It was a good weekend for Ashton Kutcher movies. Sony's animated Open Season, in which he provides the voice of a smooth-talking deer, opened in first place with an estimated $23 million, while Disney's Coast Guard drama The Guardian, in which Kutcher co-stars with Kevin Costner, placed second with $17.7 million. Open Seasonwas Sony's 11th number-one opening of the year. It performed particularly well in IMAX theaters, where it took in about $1.4 million in just 65 theaters, averaging $22,000 per screen vs. $6,001 in conventional theaters. Finishing in third place was last week's top film, Paramount's Jackass Number Two, which raked in another $14 million to bring its total to $51.4 million. The Weinstein Co. and MGM's School for Scoundrels, starring Billy Bob Thornton and Jon Heder, flunked out with $9.1 million to place fourth, while Jet Li's Fearless from Focus Features rounded out the top five with $4.7 million.

The top ten films for the weekend, according to studio estimates compiled by Exhibitor Relations:

1. Open Season, $23 million; 2. The Guardian, $17.7 million; 3. Jackass Number Two, $14 million; 4. School for Scoundrels, $9.1 million; 5. Jet Li's Fearless, $4.7 million; 6. Gridiron Gang, $4.5 million; 7. The Illusionist, $2.8 million; 8. Flyboys, $2.3 million; 9. The Black Dahlia,$2.1 million; 10. Little Miss Sunshine, $2 million.


Despite the continued success of its motion picture business, shares in Sony Corp. fell to a 2-1/2-month low today (Monday) over news of continued problems with batteries made by Sony for laptop computers. Analysts estimated that the recall of Sony batteries could wind up costing the company some $420 million. In a note to clients, Koichi Ogaawa of Daiwa SB Investments, commented, "Without a doubt this is damaging for Sony. However, we've been hearing about this recall for some time, so there is also no need for panic." Most analysts said that the real damage was a public relations one -- tarnishing Sony's reputation as an elite maker of trouble-free products.

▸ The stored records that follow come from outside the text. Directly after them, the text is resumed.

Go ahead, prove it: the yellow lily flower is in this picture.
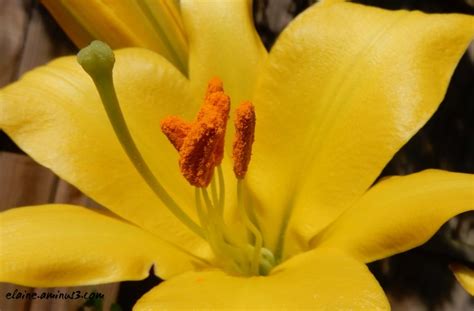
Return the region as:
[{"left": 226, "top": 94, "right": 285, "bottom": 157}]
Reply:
[
  {"left": 0, "top": 0, "right": 474, "bottom": 310},
  {"left": 41, "top": 0, "right": 188, "bottom": 73}
]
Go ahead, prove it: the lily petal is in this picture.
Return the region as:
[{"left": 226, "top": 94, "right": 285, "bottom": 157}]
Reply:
[
  {"left": 181, "top": 0, "right": 267, "bottom": 103},
  {"left": 42, "top": 0, "right": 188, "bottom": 73},
  {"left": 311, "top": 170, "right": 474, "bottom": 262},
  {"left": 248, "top": 3, "right": 474, "bottom": 254},
  {"left": 0, "top": 204, "right": 206, "bottom": 287},
  {"left": 0, "top": 48, "right": 208, "bottom": 262},
  {"left": 134, "top": 250, "right": 390, "bottom": 311},
  {"left": 449, "top": 264, "right": 474, "bottom": 296}
]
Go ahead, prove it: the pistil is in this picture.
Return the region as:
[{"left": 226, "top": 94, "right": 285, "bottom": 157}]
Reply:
[
  {"left": 78, "top": 41, "right": 275, "bottom": 276},
  {"left": 77, "top": 41, "right": 205, "bottom": 237}
]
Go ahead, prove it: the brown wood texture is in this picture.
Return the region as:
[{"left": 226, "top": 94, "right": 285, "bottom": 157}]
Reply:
[{"left": 0, "top": 0, "right": 119, "bottom": 311}]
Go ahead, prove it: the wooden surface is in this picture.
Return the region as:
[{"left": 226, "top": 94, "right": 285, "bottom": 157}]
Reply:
[{"left": 0, "top": 0, "right": 119, "bottom": 311}]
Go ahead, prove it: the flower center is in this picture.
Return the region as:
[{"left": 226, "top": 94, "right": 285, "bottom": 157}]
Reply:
[
  {"left": 77, "top": 41, "right": 276, "bottom": 276},
  {"left": 161, "top": 78, "right": 275, "bottom": 275}
]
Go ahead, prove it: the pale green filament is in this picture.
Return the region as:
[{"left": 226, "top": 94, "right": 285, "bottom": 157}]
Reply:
[
  {"left": 237, "top": 179, "right": 263, "bottom": 275},
  {"left": 211, "top": 174, "right": 219, "bottom": 212},
  {"left": 217, "top": 165, "right": 225, "bottom": 216},
  {"left": 77, "top": 41, "right": 205, "bottom": 238}
]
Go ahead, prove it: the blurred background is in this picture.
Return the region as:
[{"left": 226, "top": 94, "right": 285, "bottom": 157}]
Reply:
[{"left": 0, "top": 0, "right": 474, "bottom": 311}]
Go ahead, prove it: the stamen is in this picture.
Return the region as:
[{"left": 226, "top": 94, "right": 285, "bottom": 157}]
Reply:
[
  {"left": 161, "top": 78, "right": 230, "bottom": 188},
  {"left": 77, "top": 41, "right": 205, "bottom": 238},
  {"left": 179, "top": 112, "right": 225, "bottom": 188},
  {"left": 232, "top": 101, "right": 255, "bottom": 179},
  {"left": 237, "top": 179, "right": 263, "bottom": 275}
]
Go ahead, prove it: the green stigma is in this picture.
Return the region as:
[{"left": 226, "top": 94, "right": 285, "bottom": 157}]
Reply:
[
  {"left": 77, "top": 41, "right": 204, "bottom": 238},
  {"left": 77, "top": 40, "right": 115, "bottom": 79}
]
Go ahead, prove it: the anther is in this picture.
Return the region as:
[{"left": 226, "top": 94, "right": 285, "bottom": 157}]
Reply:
[
  {"left": 161, "top": 78, "right": 230, "bottom": 188},
  {"left": 160, "top": 116, "right": 191, "bottom": 151},
  {"left": 232, "top": 101, "right": 255, "bottom": 179}
]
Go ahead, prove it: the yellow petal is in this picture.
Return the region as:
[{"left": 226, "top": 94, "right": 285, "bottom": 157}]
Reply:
[
  {"left": 42, "top": 0, "right": 188, "bottom": 72},
  {"left": 134, "top": 250, "right": 390, "bottom": 311},
  {"left": 0, "top": 48, "right": 211, "bottom": 262},
  {"left": 311, "top": 170, "right": 474, "bottom": 262},
  {"left": 449, "top": 264, "right": 474, "bottom": 296},
  {"left": 181, "top": 0, "right": 266, "bottom": 105},
  {"left": 0, "top": 204, "right": 205, "bottom": 287},
  {"left": 247, "top": 3, "right": 474, "bottom": 254}
]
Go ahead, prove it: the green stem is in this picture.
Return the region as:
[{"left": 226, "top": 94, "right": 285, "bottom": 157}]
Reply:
[
  {"left": 237, "top": 179, "right": 263, "bottom": 275},
  {"left": 78, "top": 41, "right": 205, "bottom": 239}
]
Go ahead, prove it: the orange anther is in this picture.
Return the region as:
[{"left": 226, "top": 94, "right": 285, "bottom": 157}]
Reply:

The two-screen Lorraine Theater in Hoopeston, IL, reopened for business Friday following a two-week protest shutdown by owner Greg Boardman. Boardman said that he closed down the theater rather than run such studio offerings as Jackass Number Twoand The Covenant. "There's just so much lousy material out there -- people vomiting on the screen," Boardman told the Chicago Tribune. "I have one of the finest sound systems in the world, and I don't want to waste it on such drivel." Noting that Boardman now operates the theater from his home in California, Carol Hicks, managing editor of the Hoopeston Chronicle remarked, "He's got away from Hoopeston and changed. ... He doesn't know what people like here." Boardman, who lives in the foothills of the Sierra near Yosemite, told the Trib: "I can fly back there anytime I want and show any movie I want. ... How man people can say they have their own movie theater and can do that?"

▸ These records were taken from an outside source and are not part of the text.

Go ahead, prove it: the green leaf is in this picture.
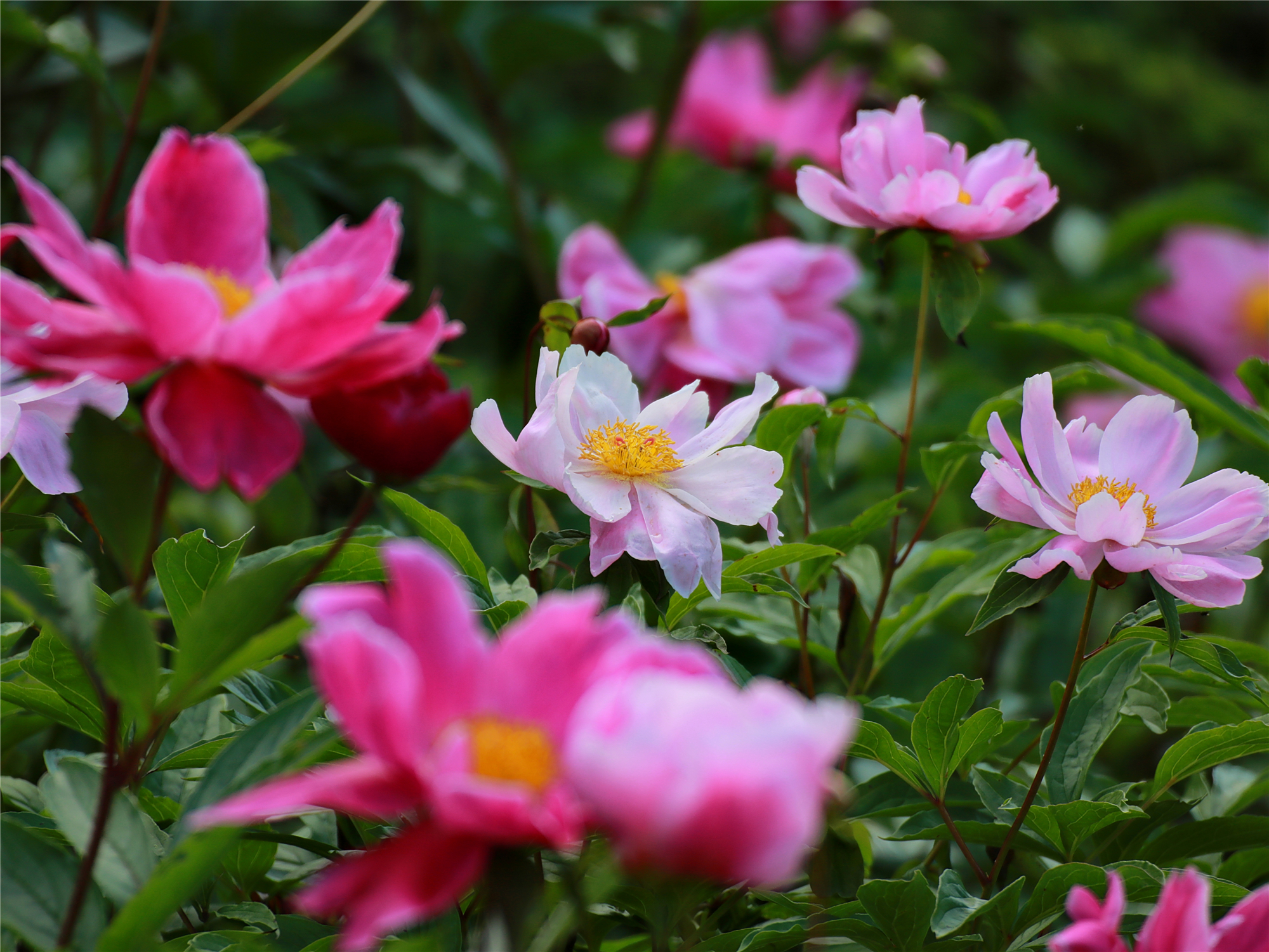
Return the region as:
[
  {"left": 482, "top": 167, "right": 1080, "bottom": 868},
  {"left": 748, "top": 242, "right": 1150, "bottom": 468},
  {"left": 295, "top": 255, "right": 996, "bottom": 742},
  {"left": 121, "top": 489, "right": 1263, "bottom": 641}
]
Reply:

In an analysis of figures by the Motion Picture Association of America showing that motion picture piracy costs the major movie studios $6.1 billion in revenue, the Texas-based Institute for Policy Innovation has concluded that piracy costs the entire U.S. economy $20.5 billion per year. The figure takes into account losses to theater operators, video retailers, ad agencies, advertising-supported media outlets accountants and lawyers, set makers, janitors and suppliers and includes $5.5 billion in annual earnings losses for U.S. workers and $837 million in annual tax revenue. Commenting on the findings, MPAA Chairman and CEO Dan Glickman said, "Motion picture piracy hurts not only the movie business, but triggers a harmful domino effect that results in lost jobs and wages for American workers inside and outside the industry."

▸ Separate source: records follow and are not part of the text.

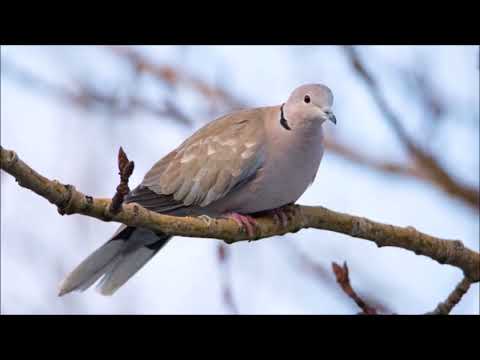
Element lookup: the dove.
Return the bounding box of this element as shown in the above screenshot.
[59,84,336,296]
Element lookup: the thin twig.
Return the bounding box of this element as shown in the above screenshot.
[332,262,377,315]
[109,147,135,214]
[217,243,239,314]
[345,46,480,211]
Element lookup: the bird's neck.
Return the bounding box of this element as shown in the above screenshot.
[266,106,323,156]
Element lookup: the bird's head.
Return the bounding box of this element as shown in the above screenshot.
[282,84,337,128]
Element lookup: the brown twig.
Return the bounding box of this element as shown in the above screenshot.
[345,46,480,211]
[217,243,238,314]
[1,144,480,282]
[109,147,135,214]
[2,51,478,209]
[107,46,246,109]
[282,241,392,314]
[332,262,377,315]
[427,277,472,315]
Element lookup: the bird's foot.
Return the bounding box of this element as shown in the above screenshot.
[225,212,257,238]
[267,204,292,228]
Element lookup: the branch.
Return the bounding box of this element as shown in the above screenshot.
[1,147,480,282]
[427,277,472,315]
[345,46,480,211]
[332,262,377,315]
[217,243,239,314]
[109,147,135,214]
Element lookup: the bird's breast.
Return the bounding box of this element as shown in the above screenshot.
[222,124,323,213]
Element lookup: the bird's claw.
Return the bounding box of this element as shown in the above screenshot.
[226,212,257,238]
[269,205,292,228]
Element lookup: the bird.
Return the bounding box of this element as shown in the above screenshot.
[58,83,337,296]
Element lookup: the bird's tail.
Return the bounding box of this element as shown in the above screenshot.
[58,225,171,296]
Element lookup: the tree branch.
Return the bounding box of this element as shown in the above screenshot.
[1,147,480,282]
[427,277,472,315]
[345,46,480,211]
[1,147,480,282]
[332,262,377,315]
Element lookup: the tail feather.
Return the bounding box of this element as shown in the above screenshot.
[97,246,157,295]
[59,225,170,296]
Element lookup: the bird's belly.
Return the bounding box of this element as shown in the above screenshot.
[217,146,321,214]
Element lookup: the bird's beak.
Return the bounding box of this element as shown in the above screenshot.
[327,111,337,125]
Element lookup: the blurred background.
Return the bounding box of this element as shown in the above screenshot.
[1,46,480,314]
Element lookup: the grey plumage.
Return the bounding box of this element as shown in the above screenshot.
[60,84,336,295]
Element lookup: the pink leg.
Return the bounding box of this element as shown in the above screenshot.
[267,205,290,227]
[225,212,257,238]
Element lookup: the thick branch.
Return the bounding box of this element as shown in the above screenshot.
[427,277,472,315]
[1,148,480,282]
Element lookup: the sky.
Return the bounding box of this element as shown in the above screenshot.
[0,46,480,314]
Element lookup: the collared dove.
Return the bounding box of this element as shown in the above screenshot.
[59,84,336,296]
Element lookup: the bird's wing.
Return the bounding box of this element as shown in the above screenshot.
[127,108,266,212]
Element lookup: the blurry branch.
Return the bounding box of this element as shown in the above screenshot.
[345,46,480,211]
[217,243,239,314]
[2,47,479,210]
[283,241,392,314]
[427,277,472,315]
[325,138,428,180]
[2,59,193,126]
[107,46,243,109]
[332,262,377,315]
[1,148,480,282]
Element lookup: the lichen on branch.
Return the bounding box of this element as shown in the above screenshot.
[1,148,480,282]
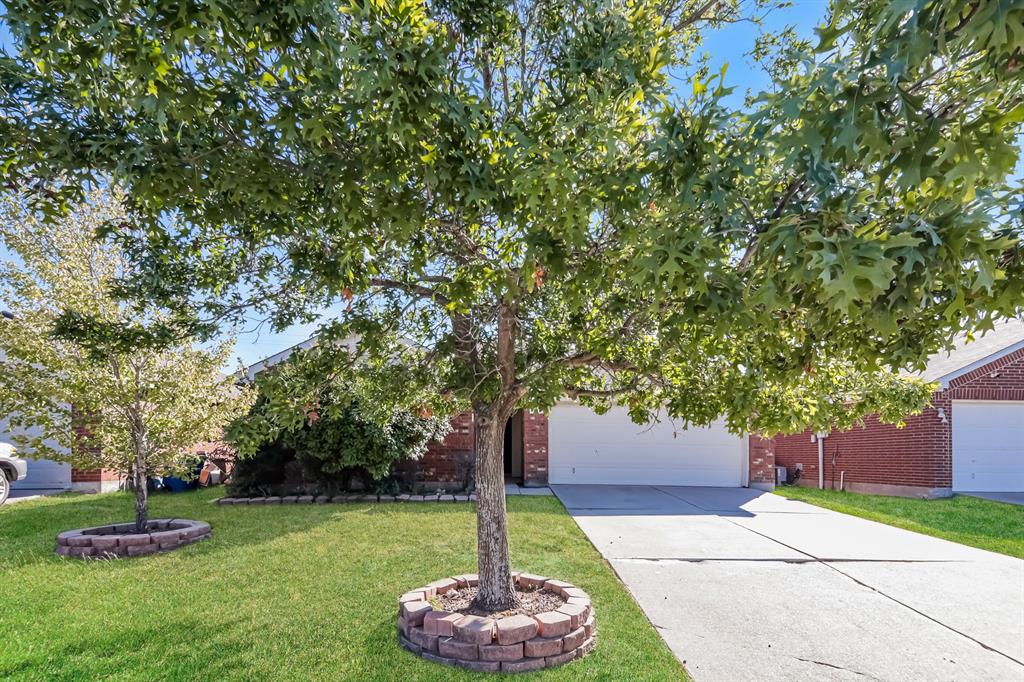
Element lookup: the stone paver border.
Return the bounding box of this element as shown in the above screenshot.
[215,493,476,505]
[54,518,213,559]
[398,573,597,673]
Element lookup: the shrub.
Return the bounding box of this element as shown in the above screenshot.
[230,393,451,495]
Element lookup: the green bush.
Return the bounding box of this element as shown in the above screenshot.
[228,393,451,495]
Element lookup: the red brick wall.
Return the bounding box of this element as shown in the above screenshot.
[417,411,548,485]
[775,349,1024,492]
[522,412,548,485]
[417,412,475,483]
[748,435,775,487]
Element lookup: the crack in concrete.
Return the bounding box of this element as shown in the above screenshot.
[793,656,883,682]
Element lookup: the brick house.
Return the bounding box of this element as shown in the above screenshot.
[772,322,1024,497]
[411,322,1024,497]
[66,322,1024,497]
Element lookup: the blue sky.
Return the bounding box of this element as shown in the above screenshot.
[0,0,827,369]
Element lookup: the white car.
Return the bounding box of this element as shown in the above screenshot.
[0,442,29,505]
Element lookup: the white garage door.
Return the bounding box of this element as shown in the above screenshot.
[548,403,746,487]
[953,400,1024,493]
[12,460,71,491]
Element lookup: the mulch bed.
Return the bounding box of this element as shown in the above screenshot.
[430,587,565,619]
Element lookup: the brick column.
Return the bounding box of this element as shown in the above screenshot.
[71,468,121,493]
[522,410,548,487]
[748,434,775,491]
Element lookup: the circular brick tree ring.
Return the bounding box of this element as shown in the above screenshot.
[55,518,213,559]
[398,573,597,673]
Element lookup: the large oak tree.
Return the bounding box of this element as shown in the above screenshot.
[0,0,1024,608]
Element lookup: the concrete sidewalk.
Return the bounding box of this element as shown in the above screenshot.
[553,485,1024,682]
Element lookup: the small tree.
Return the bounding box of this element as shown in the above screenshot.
[0,191,252,531]
[0,0,1024,610]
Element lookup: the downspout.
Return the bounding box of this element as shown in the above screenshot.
[817,431,828,491]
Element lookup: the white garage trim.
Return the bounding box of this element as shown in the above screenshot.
[548,402,749,487]
[952,400,1024,493]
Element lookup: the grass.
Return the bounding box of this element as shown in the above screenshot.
[0,491,686,681]
[775,485,1024,559]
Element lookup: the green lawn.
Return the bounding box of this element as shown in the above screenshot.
[0,491,686,680]
[775,485,1024,559]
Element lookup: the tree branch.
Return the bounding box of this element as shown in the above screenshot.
[370,278,452,305]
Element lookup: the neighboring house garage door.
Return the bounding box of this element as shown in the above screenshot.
[548,402,746,486]
[12,460,71,491]
[952,400,1024,493]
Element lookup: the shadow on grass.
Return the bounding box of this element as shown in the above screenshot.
[0,489,565,569]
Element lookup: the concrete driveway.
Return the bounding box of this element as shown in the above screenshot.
[552,485,1024,682]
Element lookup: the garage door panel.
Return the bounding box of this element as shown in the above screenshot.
[952,400,1024,493]
[548,403,744,486]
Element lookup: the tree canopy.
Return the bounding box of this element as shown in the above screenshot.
[0,189,252,527]
[0,0,1024,606]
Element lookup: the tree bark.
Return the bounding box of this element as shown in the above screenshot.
[132,428,150,532]
[474,408,519,611]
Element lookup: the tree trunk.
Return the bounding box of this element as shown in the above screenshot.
[474,409,519,611]
[132,429,150,532]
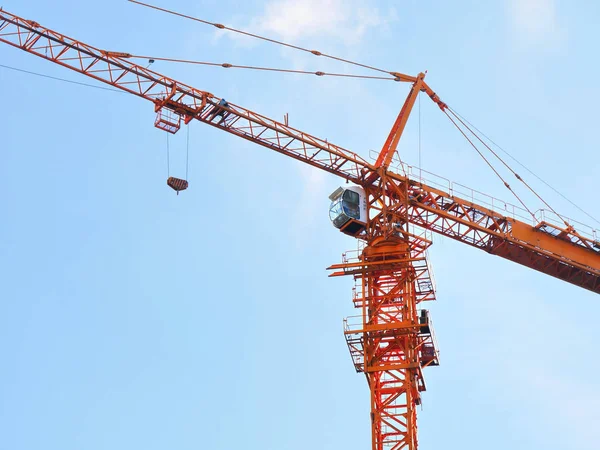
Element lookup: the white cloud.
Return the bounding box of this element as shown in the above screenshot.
[509,0,565,46]
[218,0,396,45]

Netflix, the online DVD rental company, said Sunday that it would award $1 million -- The Netflix Prize -- to the software developer who could improve the accuracy of its movie recommendation system by 10 percent. In a statement announcing the prize, Netflix Chairman and CEO Reed Hastings said that such systems would play "an increasingly significant commercial role in the future" as the company takes on new rivals. Separately, Hastings told the New York Times: "The beauty of the Netflix prize is you can be a mathematician in Romania or a statistician in Taiwan, and you could be the winner." Currently the Netflix system looks at movies that customers have purchased in the past to predict movies that they are likely to enjoy in the future.